1. In the Law Student category, the judges selected joint winners for this year’s Challenge:
Daniel Whalen won for his entry: “On Social Welfare and the Incentive to Share: Towards a Unified Understanding of Intellectual Property Theory in Canada”. The author is a third-year law student at Osgoode Hall Law School in Toronto.
Susan Croft won for her entry: “Where to Turn When Copyright Fails: Finding a Home for Folklore”. The author is a third-year law student at Queen’s University in Kingston.
2. In the Graduate Student category, the judges did not select a winner for this year’s Challenge.
3. In the Professional category, the judges did not select a winner for this year’s Challenge.
We were pleased to receive submissions from across the country on a wide range of subjects, including: entertainment law, fairy tales, Internet governance, parody, philosophy, the public interest, trade mark, and traditional knowledge.

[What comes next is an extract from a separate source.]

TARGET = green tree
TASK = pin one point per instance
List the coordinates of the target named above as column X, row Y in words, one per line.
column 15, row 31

The winners will be receiving a prize of $1000 each and, in addition to having their articles showcased here on the IPilogue, the articles will be considered for publication in the Canadian Intellectual Property Review (CIPR) and the Intellectual Property Journal (IPJ).
We would like to thank our esteemed intellectual property experts who served as judges for the Challenge:
We look forward to next year’s IP Writing Challenge and continuing to help ignite a more vibrant public policy discussion on all facets of intellectual property law and technology.